Teaching in the age of AI

What you need to know:

  • Although World Teachers’ Day was marked on October 5, I’d still like to raise a toast, not just to the profession that builds every other profession, but to the teachers willing to evolve, question, and explore.

Not too long ago, my niece looked up at me with all the seriousness of a TED Talk and asked, “Auntie, do you know who my favourite teacher is?” I braced myself, ready for some name I didn’t know, probably someone with a TikTok account and a whiteboard.
But she hit me with “It’s ChatGPT.” Whew! I almost clutched my pearls. But then a little voice in my head whispered, “……Same.” Because let’s be honest: ChatGPT has been my teacher, therapist, and unofficial Google search bar all year long. So I just smiled and nodded like, “Fair enough.” Then she added, “But I still love Miss Halima. ChatGPT just helps me when she’s busy.” And there it was, the whole future of education in one sweet, innocent sentence.

Although World Teachers’ Day was marked on October 5, I’d still like to raise a toast, not just to the profession that builds every other profession, but to the teachers willing to evolve, question, and explore.

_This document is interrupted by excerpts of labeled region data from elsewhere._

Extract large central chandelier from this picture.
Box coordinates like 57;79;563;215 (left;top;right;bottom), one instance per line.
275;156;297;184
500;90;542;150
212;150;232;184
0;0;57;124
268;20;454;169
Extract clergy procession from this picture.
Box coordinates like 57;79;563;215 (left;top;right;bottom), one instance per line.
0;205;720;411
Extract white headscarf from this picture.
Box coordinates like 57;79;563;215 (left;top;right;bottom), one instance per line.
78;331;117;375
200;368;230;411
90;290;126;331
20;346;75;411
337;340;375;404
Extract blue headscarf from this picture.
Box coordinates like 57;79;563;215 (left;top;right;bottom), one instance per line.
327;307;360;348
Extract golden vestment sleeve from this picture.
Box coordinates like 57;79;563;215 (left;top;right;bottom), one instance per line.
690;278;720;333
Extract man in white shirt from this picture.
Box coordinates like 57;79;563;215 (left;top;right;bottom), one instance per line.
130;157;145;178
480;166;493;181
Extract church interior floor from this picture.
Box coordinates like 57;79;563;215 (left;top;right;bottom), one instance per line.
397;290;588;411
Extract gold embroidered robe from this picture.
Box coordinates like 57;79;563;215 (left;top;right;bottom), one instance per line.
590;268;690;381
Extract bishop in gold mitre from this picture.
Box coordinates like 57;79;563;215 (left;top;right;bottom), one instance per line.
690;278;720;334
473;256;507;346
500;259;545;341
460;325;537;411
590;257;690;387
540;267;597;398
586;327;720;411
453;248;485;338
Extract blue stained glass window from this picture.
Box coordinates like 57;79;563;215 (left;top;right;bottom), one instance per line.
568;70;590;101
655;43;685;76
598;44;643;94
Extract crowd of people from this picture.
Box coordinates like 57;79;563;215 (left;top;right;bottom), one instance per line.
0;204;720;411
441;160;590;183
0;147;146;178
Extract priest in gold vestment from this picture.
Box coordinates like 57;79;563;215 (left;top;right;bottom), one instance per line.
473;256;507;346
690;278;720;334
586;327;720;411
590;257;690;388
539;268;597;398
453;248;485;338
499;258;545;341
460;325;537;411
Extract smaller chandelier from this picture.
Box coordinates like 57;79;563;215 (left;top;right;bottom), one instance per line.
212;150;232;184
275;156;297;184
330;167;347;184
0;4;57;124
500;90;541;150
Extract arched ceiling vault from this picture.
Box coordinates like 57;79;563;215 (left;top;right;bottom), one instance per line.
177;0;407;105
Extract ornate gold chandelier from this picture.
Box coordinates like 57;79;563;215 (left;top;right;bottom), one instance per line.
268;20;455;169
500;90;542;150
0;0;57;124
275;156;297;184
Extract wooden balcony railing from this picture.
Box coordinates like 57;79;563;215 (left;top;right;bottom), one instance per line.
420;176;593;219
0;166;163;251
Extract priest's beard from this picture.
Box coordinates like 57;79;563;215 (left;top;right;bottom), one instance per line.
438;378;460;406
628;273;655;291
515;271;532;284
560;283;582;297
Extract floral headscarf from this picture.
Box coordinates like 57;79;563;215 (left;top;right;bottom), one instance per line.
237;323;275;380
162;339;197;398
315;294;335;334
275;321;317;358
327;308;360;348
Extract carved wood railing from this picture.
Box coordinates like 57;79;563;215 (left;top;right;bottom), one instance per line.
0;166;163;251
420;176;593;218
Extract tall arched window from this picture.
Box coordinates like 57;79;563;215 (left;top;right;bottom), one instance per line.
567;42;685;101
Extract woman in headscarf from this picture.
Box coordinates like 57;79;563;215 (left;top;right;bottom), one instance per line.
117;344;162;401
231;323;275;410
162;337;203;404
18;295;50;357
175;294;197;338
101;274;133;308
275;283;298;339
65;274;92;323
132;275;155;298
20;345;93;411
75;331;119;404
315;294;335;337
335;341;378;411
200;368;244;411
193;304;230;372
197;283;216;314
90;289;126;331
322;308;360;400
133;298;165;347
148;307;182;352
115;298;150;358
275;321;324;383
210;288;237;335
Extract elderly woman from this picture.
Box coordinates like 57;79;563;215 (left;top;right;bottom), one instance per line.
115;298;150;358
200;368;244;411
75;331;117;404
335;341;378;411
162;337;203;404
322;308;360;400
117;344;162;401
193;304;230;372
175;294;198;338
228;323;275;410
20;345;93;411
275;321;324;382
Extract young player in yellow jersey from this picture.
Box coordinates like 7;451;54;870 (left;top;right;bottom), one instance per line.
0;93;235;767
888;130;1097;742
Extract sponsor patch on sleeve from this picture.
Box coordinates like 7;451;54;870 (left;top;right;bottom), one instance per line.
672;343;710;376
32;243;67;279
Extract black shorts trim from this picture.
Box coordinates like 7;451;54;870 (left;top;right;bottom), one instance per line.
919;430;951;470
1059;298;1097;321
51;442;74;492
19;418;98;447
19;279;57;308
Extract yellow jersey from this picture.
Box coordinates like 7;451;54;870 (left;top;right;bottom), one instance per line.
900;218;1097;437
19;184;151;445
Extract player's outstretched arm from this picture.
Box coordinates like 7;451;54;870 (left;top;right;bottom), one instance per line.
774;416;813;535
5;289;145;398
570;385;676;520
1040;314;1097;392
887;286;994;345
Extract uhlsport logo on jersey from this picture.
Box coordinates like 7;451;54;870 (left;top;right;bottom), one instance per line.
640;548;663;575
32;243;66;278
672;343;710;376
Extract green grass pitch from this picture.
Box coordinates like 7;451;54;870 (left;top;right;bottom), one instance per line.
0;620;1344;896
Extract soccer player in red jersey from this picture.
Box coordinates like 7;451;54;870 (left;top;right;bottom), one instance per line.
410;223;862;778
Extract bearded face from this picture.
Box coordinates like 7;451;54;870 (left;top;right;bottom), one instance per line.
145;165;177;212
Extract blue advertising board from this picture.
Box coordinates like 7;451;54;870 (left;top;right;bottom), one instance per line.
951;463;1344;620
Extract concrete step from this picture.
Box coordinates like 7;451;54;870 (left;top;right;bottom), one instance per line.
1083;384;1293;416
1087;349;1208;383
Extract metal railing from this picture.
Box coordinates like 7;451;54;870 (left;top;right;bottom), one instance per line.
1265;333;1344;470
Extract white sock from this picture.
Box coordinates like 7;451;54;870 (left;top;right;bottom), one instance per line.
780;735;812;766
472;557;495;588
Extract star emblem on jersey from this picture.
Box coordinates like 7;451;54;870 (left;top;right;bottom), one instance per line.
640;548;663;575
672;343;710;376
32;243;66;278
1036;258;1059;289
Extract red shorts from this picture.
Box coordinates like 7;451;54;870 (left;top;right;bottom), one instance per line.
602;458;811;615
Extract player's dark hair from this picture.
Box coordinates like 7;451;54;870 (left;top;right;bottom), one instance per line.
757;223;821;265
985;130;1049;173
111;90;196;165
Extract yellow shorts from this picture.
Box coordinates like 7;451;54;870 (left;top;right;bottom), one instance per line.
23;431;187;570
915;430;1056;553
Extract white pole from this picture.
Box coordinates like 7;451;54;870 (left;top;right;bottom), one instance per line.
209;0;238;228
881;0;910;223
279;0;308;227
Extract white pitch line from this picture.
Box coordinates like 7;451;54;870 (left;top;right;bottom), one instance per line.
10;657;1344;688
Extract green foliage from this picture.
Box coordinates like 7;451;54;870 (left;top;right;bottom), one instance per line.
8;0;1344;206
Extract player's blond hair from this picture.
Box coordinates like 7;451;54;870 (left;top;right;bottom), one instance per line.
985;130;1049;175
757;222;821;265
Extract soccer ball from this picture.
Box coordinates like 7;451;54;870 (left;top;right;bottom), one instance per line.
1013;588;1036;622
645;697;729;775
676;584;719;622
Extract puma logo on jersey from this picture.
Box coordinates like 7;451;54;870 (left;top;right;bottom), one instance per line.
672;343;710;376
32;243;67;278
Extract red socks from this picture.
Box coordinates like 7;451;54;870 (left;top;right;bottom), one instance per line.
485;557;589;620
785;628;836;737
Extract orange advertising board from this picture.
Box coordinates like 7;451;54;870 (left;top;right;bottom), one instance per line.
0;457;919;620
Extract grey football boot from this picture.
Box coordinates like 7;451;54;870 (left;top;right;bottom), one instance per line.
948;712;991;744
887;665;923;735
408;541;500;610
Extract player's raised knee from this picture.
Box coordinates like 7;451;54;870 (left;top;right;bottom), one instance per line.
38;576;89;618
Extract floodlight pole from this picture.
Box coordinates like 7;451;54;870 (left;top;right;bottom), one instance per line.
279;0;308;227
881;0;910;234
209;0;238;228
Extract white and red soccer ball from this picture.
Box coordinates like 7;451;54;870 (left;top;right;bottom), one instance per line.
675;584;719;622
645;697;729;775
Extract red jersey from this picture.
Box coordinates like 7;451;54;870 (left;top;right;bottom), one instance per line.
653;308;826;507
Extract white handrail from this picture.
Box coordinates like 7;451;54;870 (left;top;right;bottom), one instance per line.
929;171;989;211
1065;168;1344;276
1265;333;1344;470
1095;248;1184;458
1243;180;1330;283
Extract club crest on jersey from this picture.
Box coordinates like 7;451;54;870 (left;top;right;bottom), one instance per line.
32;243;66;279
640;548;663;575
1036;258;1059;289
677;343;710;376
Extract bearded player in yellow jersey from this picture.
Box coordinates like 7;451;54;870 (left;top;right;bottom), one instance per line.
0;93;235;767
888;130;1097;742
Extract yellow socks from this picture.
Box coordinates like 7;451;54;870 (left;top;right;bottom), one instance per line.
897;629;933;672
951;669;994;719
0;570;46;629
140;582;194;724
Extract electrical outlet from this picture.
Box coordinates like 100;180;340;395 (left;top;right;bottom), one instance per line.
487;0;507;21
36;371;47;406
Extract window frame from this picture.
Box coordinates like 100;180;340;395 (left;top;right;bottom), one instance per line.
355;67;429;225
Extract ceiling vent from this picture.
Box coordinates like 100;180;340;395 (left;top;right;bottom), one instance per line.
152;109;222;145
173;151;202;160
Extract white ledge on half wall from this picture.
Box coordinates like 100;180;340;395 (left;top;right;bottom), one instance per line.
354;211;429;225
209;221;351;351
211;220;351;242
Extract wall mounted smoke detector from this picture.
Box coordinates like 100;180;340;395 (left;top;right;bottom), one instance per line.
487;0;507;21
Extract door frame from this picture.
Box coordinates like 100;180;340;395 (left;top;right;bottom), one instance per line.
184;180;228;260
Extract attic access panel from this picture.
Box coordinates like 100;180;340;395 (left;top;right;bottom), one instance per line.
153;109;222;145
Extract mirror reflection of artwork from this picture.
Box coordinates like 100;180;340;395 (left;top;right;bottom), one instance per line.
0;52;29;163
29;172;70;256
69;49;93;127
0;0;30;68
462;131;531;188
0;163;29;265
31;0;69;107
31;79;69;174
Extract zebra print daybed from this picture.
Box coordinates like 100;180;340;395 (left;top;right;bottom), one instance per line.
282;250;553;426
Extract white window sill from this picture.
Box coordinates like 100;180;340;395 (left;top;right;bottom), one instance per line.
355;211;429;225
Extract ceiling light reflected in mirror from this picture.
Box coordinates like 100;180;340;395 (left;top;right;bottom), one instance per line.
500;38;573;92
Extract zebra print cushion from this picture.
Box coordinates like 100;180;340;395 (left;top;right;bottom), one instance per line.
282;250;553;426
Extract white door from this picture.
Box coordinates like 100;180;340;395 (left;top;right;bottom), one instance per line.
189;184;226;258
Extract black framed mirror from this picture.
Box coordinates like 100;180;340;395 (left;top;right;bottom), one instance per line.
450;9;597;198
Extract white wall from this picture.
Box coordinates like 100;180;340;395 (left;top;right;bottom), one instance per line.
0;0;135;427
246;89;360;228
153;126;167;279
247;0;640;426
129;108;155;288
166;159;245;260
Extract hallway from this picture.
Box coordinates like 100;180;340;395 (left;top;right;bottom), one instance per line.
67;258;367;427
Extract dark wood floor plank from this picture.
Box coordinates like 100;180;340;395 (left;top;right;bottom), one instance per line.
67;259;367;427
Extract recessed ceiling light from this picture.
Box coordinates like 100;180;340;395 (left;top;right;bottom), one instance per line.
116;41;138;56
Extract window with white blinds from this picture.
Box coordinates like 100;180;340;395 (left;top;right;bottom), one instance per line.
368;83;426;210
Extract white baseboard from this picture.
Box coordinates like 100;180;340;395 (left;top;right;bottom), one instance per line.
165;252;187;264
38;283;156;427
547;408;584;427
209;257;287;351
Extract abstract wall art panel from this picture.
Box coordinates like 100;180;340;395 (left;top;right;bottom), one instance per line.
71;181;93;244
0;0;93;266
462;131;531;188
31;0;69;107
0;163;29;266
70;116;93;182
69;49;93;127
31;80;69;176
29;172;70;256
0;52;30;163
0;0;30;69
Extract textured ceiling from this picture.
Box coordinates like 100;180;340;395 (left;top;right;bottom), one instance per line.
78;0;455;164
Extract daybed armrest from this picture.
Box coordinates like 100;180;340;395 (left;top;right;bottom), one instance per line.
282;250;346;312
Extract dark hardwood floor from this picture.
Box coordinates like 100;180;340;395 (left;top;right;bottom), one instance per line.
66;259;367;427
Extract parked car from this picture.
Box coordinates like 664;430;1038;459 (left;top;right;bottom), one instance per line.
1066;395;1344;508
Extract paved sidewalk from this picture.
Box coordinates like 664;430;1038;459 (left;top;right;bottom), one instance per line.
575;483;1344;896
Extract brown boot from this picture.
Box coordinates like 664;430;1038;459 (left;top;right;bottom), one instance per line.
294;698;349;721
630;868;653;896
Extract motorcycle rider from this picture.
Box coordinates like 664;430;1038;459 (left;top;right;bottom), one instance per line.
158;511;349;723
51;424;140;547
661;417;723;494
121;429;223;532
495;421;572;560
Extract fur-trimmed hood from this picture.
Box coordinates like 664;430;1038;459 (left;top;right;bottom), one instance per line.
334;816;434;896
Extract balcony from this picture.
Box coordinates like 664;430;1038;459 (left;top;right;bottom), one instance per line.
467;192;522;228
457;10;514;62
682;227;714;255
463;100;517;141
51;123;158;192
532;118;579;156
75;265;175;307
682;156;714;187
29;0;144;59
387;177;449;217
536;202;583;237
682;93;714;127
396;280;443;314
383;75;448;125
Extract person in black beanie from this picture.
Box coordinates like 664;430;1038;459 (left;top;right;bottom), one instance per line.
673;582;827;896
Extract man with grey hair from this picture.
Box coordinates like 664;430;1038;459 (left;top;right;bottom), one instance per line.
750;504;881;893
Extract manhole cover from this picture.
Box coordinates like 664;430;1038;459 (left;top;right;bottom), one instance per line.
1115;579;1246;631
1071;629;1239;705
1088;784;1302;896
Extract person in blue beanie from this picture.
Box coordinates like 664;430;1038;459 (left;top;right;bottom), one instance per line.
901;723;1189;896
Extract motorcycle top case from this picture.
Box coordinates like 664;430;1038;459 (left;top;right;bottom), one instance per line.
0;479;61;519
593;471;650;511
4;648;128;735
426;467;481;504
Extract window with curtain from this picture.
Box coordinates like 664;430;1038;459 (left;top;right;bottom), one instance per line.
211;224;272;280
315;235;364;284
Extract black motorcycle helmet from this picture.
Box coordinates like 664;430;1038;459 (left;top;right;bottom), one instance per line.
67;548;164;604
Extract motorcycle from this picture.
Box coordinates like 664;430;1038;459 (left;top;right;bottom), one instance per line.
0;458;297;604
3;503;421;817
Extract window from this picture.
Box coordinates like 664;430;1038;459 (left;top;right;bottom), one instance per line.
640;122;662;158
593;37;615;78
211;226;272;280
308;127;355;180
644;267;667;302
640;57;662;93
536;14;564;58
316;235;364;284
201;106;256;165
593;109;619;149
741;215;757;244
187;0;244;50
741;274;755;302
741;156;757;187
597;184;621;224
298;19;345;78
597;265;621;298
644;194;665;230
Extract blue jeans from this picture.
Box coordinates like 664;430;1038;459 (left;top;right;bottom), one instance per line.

While some fear that AI might replace them, the real opportunity is far more exciting: what if the best teachers of tomorrow aren’t the ones who compete with ChatGPT but the ones who collaborate with it?

According to Unesco, the world needs 69 million more teachers by 2030 to meet global education goals. And even where teachers are present, they’re overworked and under-resourced. A McKinsey report found that teachers spend nearly 50 per cent of their time on non-teaching tasks, grading, admin, and planning. Burnout is real, especially in underfunded systems. Yet OpenAI’s ChatGPT now has over 180 million users, many of them students using it to learn in real time. The question is no longer if AI will enter the classroom. It’s how well teachers will be supported to lead that shift.

AI doesn’t come with intuition, compassion, or the ability to see a student’s potential before they see it themselves. It can process data but doesn’t pick up on unspoken struggles or believe in a student before they believe in themselves. That’s not a flaw in the algorithm; it’s a feature of being human, and that is where teachers remain unmatched. Educators who pair pedagogical expertise with AI literacy, specifically the skill of prompt engineering, position themselves not only as effective instructors but also as indispensable leaders in the future of learning.

The future isn’t teacher vs. chatbot. It’s a teacher and chatbot. 

5 ways teachers can use ChatGPT today

1. Personalised learning at scale
Use ChatGPT to create differentiated worksheets, reading comprehension questions, or levelled text summaries for students with varying needs within seconds.

2. Instant feedback generator
Struggling to give individual feedback on 40 essays? Feed a sample into ChatGPT and ask for constructive, student-friendly comments. Tweak as needed.

3. Prompt-based critical thinking
Use ChatGPT responses as starting points for debates, critique exercises, or group discussions. Teach students how to question, refine, and improve AI outputs.

4. Creative lesson planning assistant
 Input your topic and ask ChatGPT to suggest activities, story-based explanations, or even songs and games related to the content, save time, and spark joy.

5. Emotional burnout buffer
 Tired? Overwhelmed? ChatGPT can help draft class reports, write parent emails, or summarise long policy docs. You still approve of them, but your cognitive load drops.

To every teacher reading this: you are not replaceable, and you never were. You’ve got intuition, empathy, timing, and the power to change a life with a sentence. Sure, AI might respond faster, but it doesn’t see students the way you do. It doesn’t notice the quiet student who’s finally raising their hand. It doesn’t stay up at night thinking about how to reach that one learner who’s falling behind.

I therefore challenge you to try one new way of using AI in your classroom, if you are not already, and see what happens. The best teachers are not scrambling to keep up; they’re innovating and teaching with a growth mindset. 

The future of learning still needs you, teaching with both your heart and your chatbot.